Anonymous wrote:
Anonymous wrote:
Anonymous wrote:
Anonymous wrote:
Anonymous wrote:Not that pp, but the wife needs therapy to figure out why she is spending to be happier (which is probably going to cost more than the crafts spending...ask me how I know...)
And the OP needs therapy because he seems to hold his wife in contempt, which a lot of marriages never recover from.
So OP needs to spend $200 to speak to some stranger about his wife's crafting hobby? Is that supposed to make feel better? Do you not realize that is money down the drain? I think the claims that OP needs to pay alimony is overblown. If OP is renting, he can move out and let the wife take over and just quietly divorce. What is the big deal? Life is too short to spend it with someone who's unattractive, both inside and out.
No, the OP needs therapy because he sounds ragey and is super upset about 20 pounds after his wife has had kids. That is, if he eventually wants to save his marriage. If not, he doesn't need therapy at all.
OP again. We don’t have kids. I don’t understand why you think 20lbs is nothing when it’s just bad for the body. It’s not about the weight. It’s about what led to it and what’s keeping it on.
20lbs is not a lot and it can reflect "emotional eating" from acute stress or depression that will pass.
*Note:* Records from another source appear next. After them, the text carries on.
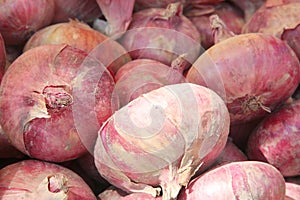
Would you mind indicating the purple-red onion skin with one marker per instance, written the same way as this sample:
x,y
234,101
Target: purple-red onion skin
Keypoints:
x,y
82,36
19,19
237,180
162,34
292,37
276,140
230,15
37,98
83,10
33,179
141,76
292,190
274,19
173,141
242,71
230,153
118,15
2,57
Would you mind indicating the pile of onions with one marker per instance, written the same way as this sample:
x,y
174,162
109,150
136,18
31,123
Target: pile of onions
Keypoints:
x,y
276,140
80,35
161,139
38,94
278,18
83,10
249,7
237,180
32,179
230,15
118,15
242,70
143,75
2,57
162,34
19,19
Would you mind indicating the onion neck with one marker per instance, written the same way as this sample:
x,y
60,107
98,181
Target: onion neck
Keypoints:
x,y
57,97
219,29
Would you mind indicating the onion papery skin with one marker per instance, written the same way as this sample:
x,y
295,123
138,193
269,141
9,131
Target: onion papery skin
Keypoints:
x,y
242,70
37,100
161,139
33,179
20,19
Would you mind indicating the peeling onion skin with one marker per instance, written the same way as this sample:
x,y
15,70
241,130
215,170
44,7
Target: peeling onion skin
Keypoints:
x,y
276,140
36,102
190,128
19,19
232,17
80,35
278,19
162,34
292,191
33,179
2,57
292,37
244,74
143,75
83,10
237,180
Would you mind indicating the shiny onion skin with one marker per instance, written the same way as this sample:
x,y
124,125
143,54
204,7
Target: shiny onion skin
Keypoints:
x,y
162,34
80,35
143,75
276,140
237,180
229,14
278,18
161,139
83,10
33,179
19,19
2,57
37,99
241,69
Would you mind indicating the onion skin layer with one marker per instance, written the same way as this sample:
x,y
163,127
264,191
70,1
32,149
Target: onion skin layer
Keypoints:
x,y
33,179
37,101
20,19
276,140
242,70
237,180
137,154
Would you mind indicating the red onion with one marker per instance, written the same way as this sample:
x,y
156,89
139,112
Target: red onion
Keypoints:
x,y
80,35
143,75
32,179
2,57
292,37
276,140
113,193
241,70
237,180
249,7
274,19
278,19
162,34
240,132
292,191
230,153
230,15
83,10
38,95
161,138
19,19
118,15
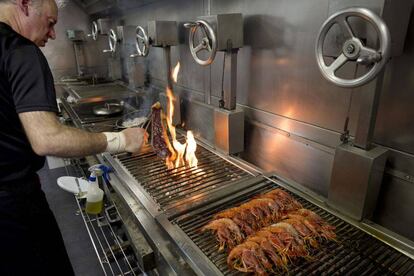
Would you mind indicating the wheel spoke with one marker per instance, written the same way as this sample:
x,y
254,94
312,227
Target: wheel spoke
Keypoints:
x,y
368,56
343,22
338,62
199,47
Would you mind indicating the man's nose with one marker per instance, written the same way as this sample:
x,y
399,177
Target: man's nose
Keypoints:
x,y
52,33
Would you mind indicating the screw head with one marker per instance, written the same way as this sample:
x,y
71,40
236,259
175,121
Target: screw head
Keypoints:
x,y
350,49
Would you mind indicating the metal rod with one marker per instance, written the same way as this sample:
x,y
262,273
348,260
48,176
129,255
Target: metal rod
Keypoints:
x,y
90,236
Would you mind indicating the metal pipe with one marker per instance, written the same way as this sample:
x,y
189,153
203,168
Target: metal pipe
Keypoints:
x,y
230,87
167,57
368,114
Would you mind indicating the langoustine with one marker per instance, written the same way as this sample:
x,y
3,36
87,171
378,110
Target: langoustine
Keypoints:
x,y
251,216
282,243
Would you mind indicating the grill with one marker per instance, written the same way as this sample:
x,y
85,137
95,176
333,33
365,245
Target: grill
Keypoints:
x,y
170,188
355,252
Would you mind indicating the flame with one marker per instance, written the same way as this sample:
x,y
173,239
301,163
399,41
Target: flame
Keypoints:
x,y
190,157
175,72
187,148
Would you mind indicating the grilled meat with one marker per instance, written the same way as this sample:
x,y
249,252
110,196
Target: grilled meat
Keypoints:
x,y
281,243
160,141
251,216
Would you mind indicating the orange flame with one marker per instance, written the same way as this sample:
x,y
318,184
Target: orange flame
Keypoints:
x,y
190,146
175,72
190,157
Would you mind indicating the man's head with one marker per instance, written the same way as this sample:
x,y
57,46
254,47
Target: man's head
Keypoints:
x,y
35,19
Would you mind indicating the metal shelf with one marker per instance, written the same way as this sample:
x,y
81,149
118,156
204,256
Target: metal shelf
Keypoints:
x,y
111,249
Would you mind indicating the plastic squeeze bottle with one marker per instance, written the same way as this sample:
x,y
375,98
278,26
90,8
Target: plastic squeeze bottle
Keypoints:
x,y
94,198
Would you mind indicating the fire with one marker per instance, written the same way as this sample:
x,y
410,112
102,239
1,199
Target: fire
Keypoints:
x,y
175,72
187,148
190,157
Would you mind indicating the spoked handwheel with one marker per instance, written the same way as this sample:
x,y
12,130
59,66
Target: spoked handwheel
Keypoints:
x,y
353,49
141,43
112,39
208,41
94,31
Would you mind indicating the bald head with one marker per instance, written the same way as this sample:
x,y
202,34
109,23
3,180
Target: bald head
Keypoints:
x,y
33,19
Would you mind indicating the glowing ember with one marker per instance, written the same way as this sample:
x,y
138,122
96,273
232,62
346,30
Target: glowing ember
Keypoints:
x,y
190,146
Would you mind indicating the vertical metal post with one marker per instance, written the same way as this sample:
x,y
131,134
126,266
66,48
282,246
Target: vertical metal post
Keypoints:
x,y
79,58
167,57
176,120
230,87
368,114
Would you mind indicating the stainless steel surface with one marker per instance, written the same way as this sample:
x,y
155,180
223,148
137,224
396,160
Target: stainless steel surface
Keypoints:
x,y
108,246
207,42
229,130
228,29
368,114
161,189
94,30
108,109
112,42
163,33
230,76
99,92
395,13
167,59
104,25
167,259
356,180
353,49
141,43
294,116
355,252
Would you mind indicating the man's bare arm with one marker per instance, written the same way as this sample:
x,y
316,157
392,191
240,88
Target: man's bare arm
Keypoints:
x,y
49,137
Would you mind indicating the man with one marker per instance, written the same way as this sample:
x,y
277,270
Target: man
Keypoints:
x,y
30,241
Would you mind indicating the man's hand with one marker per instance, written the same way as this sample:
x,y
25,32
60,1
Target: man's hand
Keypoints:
x,y
134,139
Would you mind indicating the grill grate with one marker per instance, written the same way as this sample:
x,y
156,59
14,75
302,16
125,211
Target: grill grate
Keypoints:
x,y
170,186
355,253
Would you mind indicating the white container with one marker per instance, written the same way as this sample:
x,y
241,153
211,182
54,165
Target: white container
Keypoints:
x,y
94,198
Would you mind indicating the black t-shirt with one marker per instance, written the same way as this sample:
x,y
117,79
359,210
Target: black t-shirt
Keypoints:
x,y
26,84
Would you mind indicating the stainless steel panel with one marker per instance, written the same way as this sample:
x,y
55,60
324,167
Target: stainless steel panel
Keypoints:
x,y
277,70
273,150
395,124
229,131
356,180
395,206
192,76
228,28
163,33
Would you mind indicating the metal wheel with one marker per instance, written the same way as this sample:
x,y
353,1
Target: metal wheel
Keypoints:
x,y
141,43
112,39
94,31
208,42
353,49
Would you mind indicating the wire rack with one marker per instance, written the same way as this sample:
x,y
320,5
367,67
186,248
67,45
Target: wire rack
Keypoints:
x,y
113,252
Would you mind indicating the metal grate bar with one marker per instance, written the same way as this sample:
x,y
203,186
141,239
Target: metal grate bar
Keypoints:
x,y
169,186
354,252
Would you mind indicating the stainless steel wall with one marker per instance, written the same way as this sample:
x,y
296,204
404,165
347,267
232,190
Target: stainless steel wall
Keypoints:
x,y
60,52
294,117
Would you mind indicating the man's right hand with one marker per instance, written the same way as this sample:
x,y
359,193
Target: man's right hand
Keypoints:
x,y
134,139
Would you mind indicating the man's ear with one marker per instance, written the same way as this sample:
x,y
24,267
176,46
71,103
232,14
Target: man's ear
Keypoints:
x,y
24,6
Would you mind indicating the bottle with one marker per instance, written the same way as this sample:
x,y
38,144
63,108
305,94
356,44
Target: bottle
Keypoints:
x,y
94,198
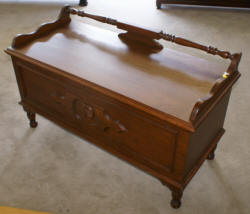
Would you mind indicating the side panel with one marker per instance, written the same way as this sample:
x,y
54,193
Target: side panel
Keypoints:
x,y
206,133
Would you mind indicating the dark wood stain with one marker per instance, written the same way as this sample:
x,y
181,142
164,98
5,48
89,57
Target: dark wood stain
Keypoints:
x,y
158,109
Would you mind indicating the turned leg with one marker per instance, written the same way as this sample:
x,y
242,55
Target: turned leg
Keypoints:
x,y
83,3
32,118
211,155
158,4
176,195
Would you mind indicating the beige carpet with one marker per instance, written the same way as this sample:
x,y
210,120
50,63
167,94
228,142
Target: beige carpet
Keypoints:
x,y
49,169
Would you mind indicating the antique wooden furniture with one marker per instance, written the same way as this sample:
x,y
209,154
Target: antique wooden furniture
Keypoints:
x,y
220,3
158,109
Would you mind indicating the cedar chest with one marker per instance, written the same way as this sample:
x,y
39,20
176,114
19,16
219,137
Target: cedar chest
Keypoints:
x,y
158,109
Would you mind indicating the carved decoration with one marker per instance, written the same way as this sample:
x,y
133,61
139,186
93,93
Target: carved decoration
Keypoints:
x,y
115,124
22,39
95,116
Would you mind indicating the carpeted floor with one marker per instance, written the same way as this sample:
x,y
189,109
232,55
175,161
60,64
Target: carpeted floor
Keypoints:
x,y
49,169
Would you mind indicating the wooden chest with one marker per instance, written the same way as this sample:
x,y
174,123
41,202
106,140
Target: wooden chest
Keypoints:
x,y
158,109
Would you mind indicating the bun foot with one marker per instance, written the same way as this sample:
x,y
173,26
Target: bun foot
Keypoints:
x,y
33,124
32,118
211,156
175,203
158,4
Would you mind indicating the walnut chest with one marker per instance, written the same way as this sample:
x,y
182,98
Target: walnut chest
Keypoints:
x,y
158,109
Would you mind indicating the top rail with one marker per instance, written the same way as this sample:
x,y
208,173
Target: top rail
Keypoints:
x,y
153,34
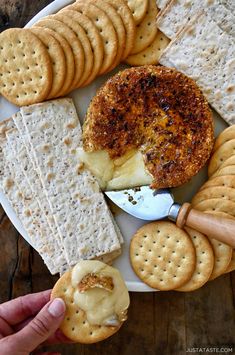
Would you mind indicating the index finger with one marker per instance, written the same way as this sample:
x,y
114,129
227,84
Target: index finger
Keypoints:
x,y
17,310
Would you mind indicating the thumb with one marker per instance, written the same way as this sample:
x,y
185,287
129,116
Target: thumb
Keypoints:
x,y
41,327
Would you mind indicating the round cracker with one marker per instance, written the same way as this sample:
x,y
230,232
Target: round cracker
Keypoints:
x,y
147,30
69,60
221,192
94,38
227,170
138,9
162,255
225,151
81,35
26,69
225,136
129,24
228,181
57,59
75,325
106,29
204,261
151,54
118,26
69,35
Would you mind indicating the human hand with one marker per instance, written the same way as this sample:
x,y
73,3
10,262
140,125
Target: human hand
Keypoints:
x,y
29,321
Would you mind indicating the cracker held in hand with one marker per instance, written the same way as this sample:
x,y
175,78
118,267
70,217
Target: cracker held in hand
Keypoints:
x,y
25,69
96,301
162,255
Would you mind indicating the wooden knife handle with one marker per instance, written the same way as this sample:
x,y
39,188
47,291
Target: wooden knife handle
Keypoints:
x,y
220,228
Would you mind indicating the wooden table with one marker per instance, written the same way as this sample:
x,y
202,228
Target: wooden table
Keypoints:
x,y
159,323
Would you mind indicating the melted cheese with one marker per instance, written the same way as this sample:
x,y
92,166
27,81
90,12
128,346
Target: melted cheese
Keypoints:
x,y
125,172
102,307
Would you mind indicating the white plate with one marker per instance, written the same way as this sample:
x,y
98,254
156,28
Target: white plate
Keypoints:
x,y
127,224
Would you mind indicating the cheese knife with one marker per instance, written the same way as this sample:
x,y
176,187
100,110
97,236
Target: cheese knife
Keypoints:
x,y
149,205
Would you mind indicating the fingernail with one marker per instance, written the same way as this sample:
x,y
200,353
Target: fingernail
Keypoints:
x,y
57,307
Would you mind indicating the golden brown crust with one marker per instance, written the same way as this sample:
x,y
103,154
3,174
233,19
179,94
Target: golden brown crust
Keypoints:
x,y
160,111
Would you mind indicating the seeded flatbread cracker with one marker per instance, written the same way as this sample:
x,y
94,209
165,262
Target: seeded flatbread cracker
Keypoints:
x,y
224,152
146,31
162,255
106,29
151,54
99,280
31,179
129,23
138,9
72,39
55,133
204,261
26,70
206,53
57,59
178,12
225,136
21,205
228,181
94,38
82,36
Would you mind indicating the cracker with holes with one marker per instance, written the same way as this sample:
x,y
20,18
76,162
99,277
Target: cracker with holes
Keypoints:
x,y
138,9
204,261
151,54
117,24
57,56
224,152
162,255
94,38
25,70
96,301
225,136
83,38
107,31
228,181
146,31
72,39
221,192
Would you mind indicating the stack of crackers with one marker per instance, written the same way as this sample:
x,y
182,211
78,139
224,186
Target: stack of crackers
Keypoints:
x,y
58,202
203,47
168,258
74,46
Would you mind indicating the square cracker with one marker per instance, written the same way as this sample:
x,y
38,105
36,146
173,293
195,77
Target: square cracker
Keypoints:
x,y
78,205
207,54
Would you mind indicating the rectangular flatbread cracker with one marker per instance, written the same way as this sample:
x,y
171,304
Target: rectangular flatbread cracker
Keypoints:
x,y
23,174
179,12
206,54
21,204
78,205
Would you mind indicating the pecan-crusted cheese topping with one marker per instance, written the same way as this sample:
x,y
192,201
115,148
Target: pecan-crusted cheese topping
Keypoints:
x,y
100,292
158,111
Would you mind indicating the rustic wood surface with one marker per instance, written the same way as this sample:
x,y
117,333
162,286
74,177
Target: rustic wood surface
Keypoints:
x,y
159,323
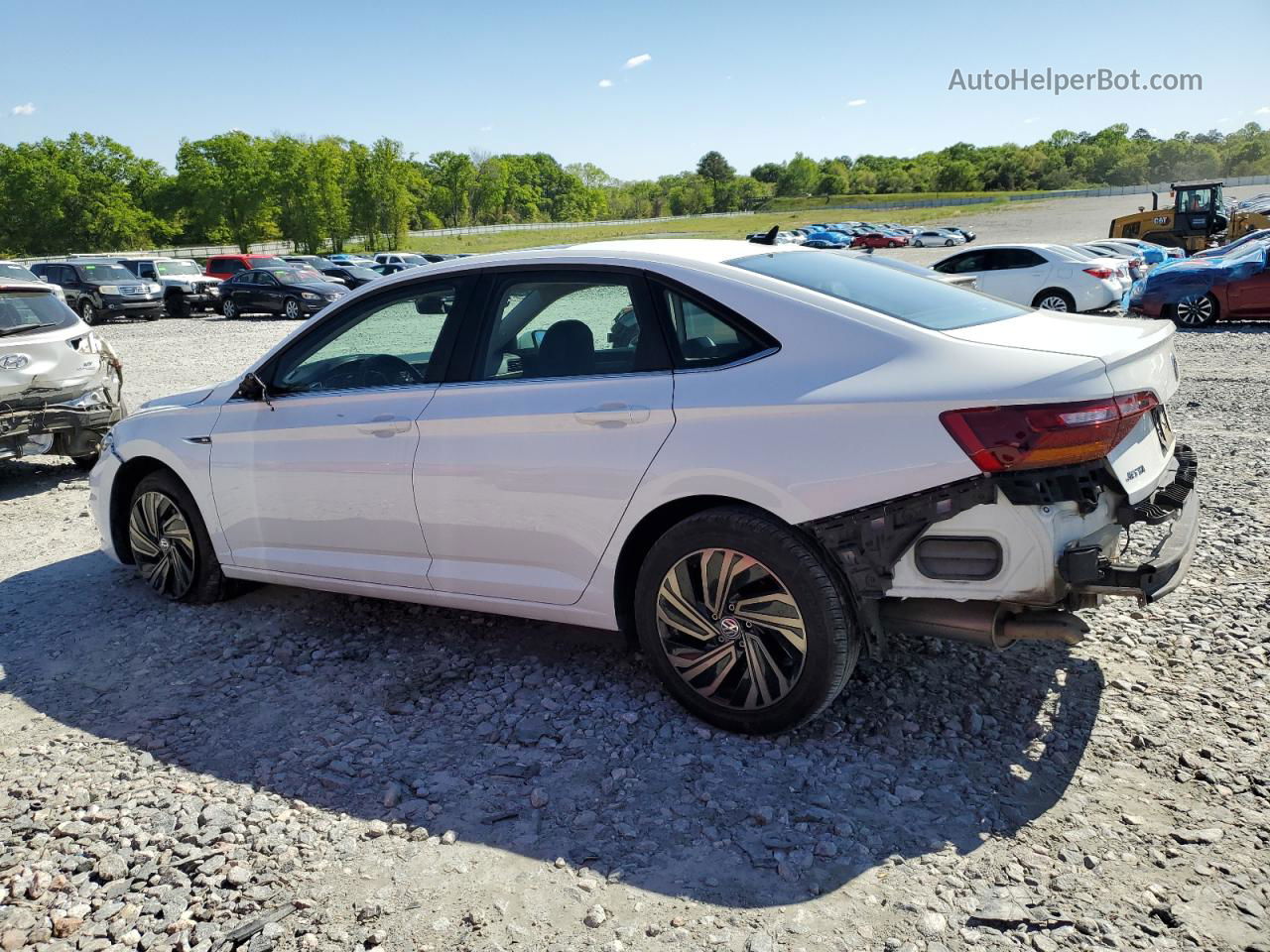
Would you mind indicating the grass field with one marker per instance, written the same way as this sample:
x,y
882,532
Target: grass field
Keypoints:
x,y
730,227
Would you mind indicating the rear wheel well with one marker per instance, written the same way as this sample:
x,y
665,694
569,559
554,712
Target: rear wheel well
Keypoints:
x,y
648,531
121,499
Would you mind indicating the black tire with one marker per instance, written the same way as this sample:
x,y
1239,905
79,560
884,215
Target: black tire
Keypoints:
x,y
182,542
1046,298
830,638
1196,311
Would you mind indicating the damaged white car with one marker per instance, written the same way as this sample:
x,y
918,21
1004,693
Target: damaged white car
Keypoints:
x,y
60,384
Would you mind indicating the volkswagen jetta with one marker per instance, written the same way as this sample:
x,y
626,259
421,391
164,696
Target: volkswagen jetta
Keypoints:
x,y
792,454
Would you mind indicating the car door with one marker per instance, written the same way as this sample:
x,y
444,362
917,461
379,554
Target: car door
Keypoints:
x,y
266,293
1019,273
318,480
238,290
529,460
1250,298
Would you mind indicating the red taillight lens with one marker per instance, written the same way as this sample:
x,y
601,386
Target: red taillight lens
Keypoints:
x,y
1000,438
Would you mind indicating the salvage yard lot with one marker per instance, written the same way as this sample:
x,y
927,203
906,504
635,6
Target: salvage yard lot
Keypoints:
x,y
371,774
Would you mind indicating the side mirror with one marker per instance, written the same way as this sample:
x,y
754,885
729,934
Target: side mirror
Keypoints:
x,y
430,303
252,388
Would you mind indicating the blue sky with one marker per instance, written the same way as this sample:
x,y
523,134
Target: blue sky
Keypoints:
x,y
754,80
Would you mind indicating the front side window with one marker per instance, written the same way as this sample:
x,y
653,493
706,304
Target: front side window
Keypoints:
x,y
928,303
561,326
385,343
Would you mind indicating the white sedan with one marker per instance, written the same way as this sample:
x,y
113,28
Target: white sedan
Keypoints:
x,y
935,238
1040,275
757,461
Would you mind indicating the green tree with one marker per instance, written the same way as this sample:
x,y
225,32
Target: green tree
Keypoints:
x,y
715,169
798,177
225,185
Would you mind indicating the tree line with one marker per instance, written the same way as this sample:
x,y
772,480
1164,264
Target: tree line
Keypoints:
x,y
90,193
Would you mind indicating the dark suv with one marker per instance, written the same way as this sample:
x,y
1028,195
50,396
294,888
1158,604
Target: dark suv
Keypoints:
x,y
99,289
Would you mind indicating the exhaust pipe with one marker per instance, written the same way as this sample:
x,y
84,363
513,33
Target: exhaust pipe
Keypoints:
x,y
985,624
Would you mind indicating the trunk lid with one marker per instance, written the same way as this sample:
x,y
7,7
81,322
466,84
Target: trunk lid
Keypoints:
x,y
1137,354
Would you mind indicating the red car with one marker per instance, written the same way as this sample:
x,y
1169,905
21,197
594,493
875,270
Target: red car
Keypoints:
x,y
875,239
225,267
1206,301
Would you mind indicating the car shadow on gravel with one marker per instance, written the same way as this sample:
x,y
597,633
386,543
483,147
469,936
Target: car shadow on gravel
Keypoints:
x,y
550,742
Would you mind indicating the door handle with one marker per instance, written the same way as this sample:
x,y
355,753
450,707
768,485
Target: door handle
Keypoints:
x,y
384,425
613,414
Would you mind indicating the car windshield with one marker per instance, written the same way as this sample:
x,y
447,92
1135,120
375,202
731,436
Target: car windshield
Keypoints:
x,y
28,311
928,303
166,268
295,276
107,272
16,272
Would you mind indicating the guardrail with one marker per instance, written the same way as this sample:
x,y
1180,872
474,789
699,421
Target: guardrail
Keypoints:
x,y
289,248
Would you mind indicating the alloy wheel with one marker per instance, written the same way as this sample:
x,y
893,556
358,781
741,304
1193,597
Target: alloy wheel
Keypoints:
x,y
730,629
1196,311
163,544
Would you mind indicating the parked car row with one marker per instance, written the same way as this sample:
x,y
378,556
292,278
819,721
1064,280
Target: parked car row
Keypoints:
x,y
99,287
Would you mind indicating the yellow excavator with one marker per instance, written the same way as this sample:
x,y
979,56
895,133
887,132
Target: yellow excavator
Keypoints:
x,y
1198,217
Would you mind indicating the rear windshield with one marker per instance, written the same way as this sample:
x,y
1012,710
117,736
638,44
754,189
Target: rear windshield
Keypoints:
x,y
917,299
22,312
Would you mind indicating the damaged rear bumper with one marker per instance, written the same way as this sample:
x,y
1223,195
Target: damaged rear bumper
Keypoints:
x,y
1087,571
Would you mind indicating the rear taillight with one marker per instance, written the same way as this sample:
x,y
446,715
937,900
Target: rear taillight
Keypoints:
x,y
1000,438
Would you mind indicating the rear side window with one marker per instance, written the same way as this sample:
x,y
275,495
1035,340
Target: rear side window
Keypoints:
x,y
928,303
702,336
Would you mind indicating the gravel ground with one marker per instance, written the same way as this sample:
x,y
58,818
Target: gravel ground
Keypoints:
x,y
303,771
Are you really going to divorce over 20 lbs without giving her a chance to work on it?
I was at 135 when married, hit 149 at one point, went down to 128 at one point, and I'm back at 135 during the past 10 years of marriage. I'm excuding the weight when I was pregnant. My DH was at 150 at marriage, hit 170 and stayed at 170. I don't think that his weight gain is a problem. My point is, depending on what's going on, people's weight fluctuate more than others. Why not give her a chance.